In altre parole, ciò che conta nella competenza comunicativa è la capacità di attivare e combinare un repertorio variabile di risorse comunicative a seconda della situazione, degli interlocutori e delle pratiche sociali in cui ci si trova. Questa visione pone l’accento su come le persone selezionano, espandono o intrecciano elementi diversi del loro repertorio per costruire significato e connessioni con gli altri.

Sviluppare la competenza comunicativa in ambito scolastico richiede attenzione non solo alla grammatica o al vocabolario, ma anche alla ricchezza e alla flessibilità del repertorio comunicativo degli studenti che emergono nei contesti reali della classe e della scuola.

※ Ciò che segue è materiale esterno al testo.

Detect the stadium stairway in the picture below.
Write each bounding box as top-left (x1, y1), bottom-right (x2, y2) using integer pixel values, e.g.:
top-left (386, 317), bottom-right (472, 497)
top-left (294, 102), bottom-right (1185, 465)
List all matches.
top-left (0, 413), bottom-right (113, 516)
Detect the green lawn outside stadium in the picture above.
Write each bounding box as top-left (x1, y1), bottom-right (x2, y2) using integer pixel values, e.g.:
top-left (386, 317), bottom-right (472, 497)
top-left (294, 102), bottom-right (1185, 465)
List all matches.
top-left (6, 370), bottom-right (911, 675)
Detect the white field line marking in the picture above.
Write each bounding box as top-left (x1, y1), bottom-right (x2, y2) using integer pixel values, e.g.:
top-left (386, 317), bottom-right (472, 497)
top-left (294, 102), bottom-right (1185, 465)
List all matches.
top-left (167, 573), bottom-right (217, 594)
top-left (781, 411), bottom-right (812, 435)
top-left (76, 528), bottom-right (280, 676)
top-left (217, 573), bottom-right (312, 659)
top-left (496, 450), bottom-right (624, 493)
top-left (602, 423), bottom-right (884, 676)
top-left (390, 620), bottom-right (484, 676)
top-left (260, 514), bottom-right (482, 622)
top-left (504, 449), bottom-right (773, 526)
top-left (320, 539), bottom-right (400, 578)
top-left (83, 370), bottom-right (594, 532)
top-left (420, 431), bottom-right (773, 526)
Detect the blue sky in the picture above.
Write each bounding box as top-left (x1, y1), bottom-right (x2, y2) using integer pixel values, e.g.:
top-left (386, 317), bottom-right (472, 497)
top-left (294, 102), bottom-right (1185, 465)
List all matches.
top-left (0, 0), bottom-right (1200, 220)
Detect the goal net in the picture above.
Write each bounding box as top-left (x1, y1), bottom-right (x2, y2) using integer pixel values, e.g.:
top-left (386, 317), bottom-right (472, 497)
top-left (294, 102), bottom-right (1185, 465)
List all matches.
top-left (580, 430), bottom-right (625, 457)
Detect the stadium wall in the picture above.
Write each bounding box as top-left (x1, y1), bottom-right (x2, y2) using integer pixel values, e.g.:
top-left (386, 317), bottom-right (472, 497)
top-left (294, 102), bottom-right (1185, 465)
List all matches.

Attiviamo la nostra CCRC: la consapevolezza critica del repertorio comunicativo

Immaginiamoci in una scuola media. I ragazzi e le ragazze hanno circa 11 anni e sono in un’importante fase di crescita tra l’infanzia e l’adolescenza. Il ‘fare scuola’ nelle medie è sicuramente molto diverso da quello delle elementari, e stanno ancora sviluppando la loro competenza comunicativa in questo nuovo contesto. Questo vale per tutti, ma soprattutto per gli alunni e le alunne arrivati da poco da un altro paese o da un diverso contesto culturale.

Infatti, si sentono spesso gli insegnanti che fanno commenti espliciti del tipo:

“Aprire quaderno, guardare gli appunti. Senza parlare.”

“Ok, quando chiedo silenzio è perché sto spiegando.”

“Ti ripeto, non mi devi dare del tu.”

“Se dovevi andare in bagno, dovevi chiedermi prima. Questo è il momento quando la spiegazione inizia. Devi capire i tempi per andare al bagno. Va bene durante l’interrogazione, non durante una spiegazione.”

“Se non capite qualcosa, non dite ‘EEEEHHH?!’

Ascoltate e aspettate che io finisca.”

Leggendo questi commenti, potrebbe addirittura venirci da ridere:

  • Non è ovvio che quando voglio parlare chiedo il silenzio?

  • Non è ovvio che un adolescente debba dare del Lei alla professoressa?

  • Non è ovvio che per studiare attentamente gli appunti serva il silenzio?

    La riposta è semplicemente: No, non è ovvio! Queste norme ci sembrano totalmente naturali, ma sono culturali e ideologiche.

    Come noi adulti abbiamo imparato queste norme tanto tempo fa, anche i nostri alunni e le nostre alunne devono impararle. Anche questi elementi apparentemente banali delle competenza comunicativa a scuola vanno osservate con una lente critica e considerate come nuovi elementi del repertorio comunicativo non solo per gli studenti neoarrivati, ma per tutti.